Agent Trajectories as Programs: What Behavioural Fingerprinting Means for Codex CLI Model Routing and Observability

Agent Trajectories as Programs: What Behavioural Fingerprinting Means for Codex CLI Model Routing and Observability


Benchmark scores tell you whether an agent solved a task. They say nothing about how it solved it — or whether it stumbled through 60 file reads before submitting a patch. Oderinwale’s “Agent trajectories as programs” (arXiv:2606.16988, 15 June 2026) addresses this gap directly: by encoding agent action traces as compressed procedural programs, the work demonstrates that coding agents carry identifiable behavioural fingerprints — and that those fingerprints predict cost, failure modes, and distillation quality far better than resolution rates alone 1.

This article unpacks the key findings and maps them to Codex CLI’s named profiles, PostToolUse hooks, and OpenTelemetry integration for practical model routing and observability.

The Core Insight: Agents Have Procedural Signatures

The study examines ten agent configurations spanning four scaffolds (SWE-agent, Agentless, DARS, Moatless) and models from the GPT, Claude, DeepSeek, and Qwen families, each evaluated across 278–499 SWE-Bench trajectories 1.

Using Byte-Pair Encoding (BPE) on raw action sequences, the researchers induce a vocabulary of 192 recurring action subsequences — the procedural “words” that compose each agent’s problem-solving language. A probe trained on these procedural signatures attributes an unseen trajectory to the correct agent at 85.7% accuracy, against an 11.1% random baseline 1.

The most discriminating action pairs reveal stark differences:

Agent Signature Pair Discrimination Factor
DARS + DeepSeek-R1 search_repo → create_file 31.6×
Moatless + DeepSeek-V3 edit → submit 15.7×
Agentless + Claude-3.5 run_test → run_test 12.5×
Claude-4 (SWE-agent) read_file → read_file 5.0×

Claude-4 spends 60.3% of its action share on consecutive file reads — a cautious, exploration-heavy strategy that contrasts sharply with Moatless’s edit-and-submit pattern 1.

Stronger Models Use Fewer Procedures

A counter-intuitive finding: extended-thinking models employ fewer distinct procedures. Claude-3.7 uses 32 unique action patterns; Claude-4 uses 35. Older RLHF models (Claude-3 Opus, GPT-4o) use 40–49 1. Stronger reasoning concentrates behaviour rather than diversifying it. Entropy drops from 5.58 bits (Claude-3 Opus) to 5.14 bits (Claude-3.7-thinking), suggesting that frontier models converge on tighter procedural loops once they can reason through problems internally.

This has direct implications for context engineering: agents with concentrated procedures are more predictable, enabling tighter AGENTS.md constraints and more reliable PostToolUse hook logic.

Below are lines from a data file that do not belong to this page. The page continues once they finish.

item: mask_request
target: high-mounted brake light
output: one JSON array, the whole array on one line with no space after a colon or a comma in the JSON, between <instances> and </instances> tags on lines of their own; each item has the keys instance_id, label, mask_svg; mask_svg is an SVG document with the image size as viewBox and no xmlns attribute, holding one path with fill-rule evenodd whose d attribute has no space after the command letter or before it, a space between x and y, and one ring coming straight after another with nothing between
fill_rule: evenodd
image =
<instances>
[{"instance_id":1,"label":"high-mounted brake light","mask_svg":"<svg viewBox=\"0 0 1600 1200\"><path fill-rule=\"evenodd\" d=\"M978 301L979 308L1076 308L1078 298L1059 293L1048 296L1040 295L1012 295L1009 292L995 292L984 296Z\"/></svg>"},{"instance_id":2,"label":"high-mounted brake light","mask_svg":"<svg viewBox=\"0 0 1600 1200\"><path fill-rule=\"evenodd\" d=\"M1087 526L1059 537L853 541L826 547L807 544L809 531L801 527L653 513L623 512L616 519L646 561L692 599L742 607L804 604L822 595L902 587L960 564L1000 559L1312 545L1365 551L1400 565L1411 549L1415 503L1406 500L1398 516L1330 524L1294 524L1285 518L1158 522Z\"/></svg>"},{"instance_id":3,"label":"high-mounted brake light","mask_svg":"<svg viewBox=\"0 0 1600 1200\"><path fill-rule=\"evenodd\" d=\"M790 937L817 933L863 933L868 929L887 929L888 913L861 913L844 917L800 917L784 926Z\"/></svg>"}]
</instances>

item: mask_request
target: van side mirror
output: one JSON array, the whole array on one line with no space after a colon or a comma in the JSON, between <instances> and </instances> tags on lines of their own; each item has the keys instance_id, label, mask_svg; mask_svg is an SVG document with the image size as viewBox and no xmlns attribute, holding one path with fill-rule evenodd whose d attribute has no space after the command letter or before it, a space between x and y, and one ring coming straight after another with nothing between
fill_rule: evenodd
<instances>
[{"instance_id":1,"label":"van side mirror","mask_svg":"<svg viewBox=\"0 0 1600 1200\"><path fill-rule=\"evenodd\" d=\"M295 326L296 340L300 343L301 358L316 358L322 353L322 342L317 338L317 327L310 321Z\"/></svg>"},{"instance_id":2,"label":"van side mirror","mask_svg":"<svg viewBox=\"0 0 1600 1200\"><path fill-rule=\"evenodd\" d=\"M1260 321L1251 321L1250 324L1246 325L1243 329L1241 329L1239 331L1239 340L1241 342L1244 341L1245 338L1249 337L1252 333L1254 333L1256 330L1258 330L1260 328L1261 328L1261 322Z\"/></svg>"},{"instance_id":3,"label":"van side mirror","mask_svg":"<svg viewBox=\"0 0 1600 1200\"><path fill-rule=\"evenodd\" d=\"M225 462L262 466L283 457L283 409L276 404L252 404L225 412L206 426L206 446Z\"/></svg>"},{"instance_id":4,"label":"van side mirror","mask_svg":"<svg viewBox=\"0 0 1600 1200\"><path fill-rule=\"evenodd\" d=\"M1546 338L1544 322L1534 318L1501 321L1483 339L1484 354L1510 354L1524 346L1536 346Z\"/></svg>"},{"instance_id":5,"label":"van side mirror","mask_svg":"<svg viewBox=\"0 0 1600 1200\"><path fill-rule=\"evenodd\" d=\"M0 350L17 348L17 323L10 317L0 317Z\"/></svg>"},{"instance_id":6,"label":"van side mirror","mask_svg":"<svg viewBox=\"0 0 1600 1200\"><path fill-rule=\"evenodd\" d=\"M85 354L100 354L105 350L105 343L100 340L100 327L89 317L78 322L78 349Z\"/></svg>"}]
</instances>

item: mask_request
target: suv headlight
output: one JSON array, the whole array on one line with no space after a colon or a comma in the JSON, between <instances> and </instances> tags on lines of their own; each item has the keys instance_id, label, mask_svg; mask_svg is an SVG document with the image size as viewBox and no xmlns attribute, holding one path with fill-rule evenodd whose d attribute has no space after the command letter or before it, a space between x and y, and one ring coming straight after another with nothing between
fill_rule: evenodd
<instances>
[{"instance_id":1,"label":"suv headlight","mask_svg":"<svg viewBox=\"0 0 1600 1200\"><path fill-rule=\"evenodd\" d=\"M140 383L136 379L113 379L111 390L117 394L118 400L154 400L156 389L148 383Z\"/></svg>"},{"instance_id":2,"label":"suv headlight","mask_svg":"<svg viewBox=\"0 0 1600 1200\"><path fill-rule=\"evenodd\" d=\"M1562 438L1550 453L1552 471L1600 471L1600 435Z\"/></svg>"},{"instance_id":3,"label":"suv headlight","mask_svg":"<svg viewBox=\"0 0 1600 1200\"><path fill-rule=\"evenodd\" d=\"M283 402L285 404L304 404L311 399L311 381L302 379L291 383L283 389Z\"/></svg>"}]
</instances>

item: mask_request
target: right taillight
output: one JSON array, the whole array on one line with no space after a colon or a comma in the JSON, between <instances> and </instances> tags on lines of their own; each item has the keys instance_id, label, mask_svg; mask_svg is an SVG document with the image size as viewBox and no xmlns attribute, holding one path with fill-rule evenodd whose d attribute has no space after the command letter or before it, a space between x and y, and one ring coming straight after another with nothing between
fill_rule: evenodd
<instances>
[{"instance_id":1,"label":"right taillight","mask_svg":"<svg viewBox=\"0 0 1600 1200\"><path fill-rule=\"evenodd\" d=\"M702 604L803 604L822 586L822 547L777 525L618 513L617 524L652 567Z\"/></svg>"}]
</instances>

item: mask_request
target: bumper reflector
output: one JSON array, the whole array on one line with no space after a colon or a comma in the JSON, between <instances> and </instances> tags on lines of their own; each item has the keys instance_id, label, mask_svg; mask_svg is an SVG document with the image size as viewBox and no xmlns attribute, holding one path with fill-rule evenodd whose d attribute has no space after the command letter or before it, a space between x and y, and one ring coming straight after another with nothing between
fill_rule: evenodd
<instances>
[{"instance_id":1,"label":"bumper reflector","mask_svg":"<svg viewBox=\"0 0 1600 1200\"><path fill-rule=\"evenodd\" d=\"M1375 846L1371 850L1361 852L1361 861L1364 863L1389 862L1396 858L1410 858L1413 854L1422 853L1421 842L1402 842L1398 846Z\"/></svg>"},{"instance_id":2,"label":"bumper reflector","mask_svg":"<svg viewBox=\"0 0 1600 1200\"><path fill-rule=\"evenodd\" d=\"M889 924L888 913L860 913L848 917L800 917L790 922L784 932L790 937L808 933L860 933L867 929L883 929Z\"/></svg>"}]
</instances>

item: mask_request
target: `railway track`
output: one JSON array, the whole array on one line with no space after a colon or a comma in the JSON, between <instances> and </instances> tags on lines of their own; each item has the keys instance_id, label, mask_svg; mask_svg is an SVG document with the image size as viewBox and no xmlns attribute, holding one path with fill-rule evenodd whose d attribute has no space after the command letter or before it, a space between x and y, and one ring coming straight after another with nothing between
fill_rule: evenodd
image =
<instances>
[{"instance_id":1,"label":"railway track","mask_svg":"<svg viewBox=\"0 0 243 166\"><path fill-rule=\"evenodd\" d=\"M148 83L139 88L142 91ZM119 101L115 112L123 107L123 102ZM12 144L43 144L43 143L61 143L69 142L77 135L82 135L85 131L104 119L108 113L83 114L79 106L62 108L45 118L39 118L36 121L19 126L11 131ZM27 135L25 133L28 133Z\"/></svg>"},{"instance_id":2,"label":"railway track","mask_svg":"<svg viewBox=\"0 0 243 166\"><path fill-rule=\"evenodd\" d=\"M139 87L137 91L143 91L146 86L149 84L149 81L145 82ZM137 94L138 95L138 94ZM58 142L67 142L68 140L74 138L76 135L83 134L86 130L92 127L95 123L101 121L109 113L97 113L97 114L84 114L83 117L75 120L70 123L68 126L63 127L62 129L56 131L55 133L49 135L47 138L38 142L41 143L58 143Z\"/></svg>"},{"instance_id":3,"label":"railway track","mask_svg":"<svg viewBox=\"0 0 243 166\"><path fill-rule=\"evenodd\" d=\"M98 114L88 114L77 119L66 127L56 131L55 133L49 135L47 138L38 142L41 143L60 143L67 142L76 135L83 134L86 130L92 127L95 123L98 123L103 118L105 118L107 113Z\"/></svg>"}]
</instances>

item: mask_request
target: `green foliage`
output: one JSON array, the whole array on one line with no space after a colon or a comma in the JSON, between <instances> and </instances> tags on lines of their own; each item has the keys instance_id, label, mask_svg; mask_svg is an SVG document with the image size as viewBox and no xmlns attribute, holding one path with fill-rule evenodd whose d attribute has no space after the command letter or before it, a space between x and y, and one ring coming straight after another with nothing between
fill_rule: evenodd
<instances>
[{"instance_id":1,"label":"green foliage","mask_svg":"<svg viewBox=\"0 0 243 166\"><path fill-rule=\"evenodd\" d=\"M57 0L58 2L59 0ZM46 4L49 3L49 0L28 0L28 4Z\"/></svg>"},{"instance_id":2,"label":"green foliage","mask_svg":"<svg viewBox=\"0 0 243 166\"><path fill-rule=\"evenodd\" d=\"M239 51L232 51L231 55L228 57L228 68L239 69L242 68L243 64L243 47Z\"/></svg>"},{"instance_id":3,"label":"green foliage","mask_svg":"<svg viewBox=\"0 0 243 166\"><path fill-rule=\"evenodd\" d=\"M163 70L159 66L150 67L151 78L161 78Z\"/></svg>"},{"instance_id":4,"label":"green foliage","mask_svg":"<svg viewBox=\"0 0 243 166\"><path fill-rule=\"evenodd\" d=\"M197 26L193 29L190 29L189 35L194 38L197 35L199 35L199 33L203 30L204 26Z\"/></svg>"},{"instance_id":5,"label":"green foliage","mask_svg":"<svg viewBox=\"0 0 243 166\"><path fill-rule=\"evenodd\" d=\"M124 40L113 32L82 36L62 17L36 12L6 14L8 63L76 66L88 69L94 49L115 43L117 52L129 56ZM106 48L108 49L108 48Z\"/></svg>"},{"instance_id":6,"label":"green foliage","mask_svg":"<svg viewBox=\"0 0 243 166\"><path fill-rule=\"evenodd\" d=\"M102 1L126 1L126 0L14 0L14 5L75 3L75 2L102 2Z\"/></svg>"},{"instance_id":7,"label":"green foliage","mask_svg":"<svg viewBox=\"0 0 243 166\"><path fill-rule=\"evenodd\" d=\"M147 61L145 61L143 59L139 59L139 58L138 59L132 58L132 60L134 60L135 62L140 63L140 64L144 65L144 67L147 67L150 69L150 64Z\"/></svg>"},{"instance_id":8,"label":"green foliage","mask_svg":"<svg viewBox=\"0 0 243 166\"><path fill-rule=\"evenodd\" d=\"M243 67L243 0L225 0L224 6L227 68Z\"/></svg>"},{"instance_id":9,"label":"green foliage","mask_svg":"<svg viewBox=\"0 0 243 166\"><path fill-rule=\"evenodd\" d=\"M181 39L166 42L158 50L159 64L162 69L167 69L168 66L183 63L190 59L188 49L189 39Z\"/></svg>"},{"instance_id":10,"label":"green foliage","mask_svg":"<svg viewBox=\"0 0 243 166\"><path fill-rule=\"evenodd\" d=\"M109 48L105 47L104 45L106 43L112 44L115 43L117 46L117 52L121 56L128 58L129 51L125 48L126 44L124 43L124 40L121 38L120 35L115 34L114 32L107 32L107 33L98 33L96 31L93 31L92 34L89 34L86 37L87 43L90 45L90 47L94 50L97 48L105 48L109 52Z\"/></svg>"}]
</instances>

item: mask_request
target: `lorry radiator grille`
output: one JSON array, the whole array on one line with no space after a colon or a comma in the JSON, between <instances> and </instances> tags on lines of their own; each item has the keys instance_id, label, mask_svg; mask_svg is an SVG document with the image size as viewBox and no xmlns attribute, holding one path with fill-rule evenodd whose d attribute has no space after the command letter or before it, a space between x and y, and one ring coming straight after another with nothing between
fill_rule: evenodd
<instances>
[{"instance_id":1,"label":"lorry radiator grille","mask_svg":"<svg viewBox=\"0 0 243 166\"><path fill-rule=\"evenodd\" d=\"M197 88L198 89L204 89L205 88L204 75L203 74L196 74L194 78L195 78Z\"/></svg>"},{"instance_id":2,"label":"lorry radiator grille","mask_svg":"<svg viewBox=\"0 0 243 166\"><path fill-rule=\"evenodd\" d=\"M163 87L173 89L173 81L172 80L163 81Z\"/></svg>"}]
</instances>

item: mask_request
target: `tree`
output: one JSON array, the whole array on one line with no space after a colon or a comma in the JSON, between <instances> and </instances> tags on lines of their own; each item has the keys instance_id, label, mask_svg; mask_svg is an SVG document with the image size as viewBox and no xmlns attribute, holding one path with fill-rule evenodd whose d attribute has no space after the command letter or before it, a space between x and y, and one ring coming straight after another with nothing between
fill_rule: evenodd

Procedural Distance Reveals Distillation Quality

Jensen-Shannon divergence (JSD) between agent procedure distributions provides a grounded measure of behavioural similarity:

  • Teacher → distilled student (Claude-3.7 → SWE-agent-LM-32B): JSD = 0.25
  • Within-family across generations: JSD = 0.518
  • Same model, different harnesses: JSD = 0.533

The distilled student is procedurally closer to its teacher than sibling models are to each other 1. This validates using procedural similarity as a quality signal for model distillation — and suggests that when evaluating new models for Codex CLI deployment, behavioural fingerprinting offers a faster signal than waiting for full benchmark convergence.

Edit Streaks Signal Failure

One of the most actionable findings: sequences of five or more contiguous edits without intervening test or read operations strongly predict failure. For Moatless + DeepSeek-V3, trajectories containing edit streaks fail at 80%, versus 59% without. Claude-3.5’s pass rate drops from 26% to 11% when edit streaks appear 1.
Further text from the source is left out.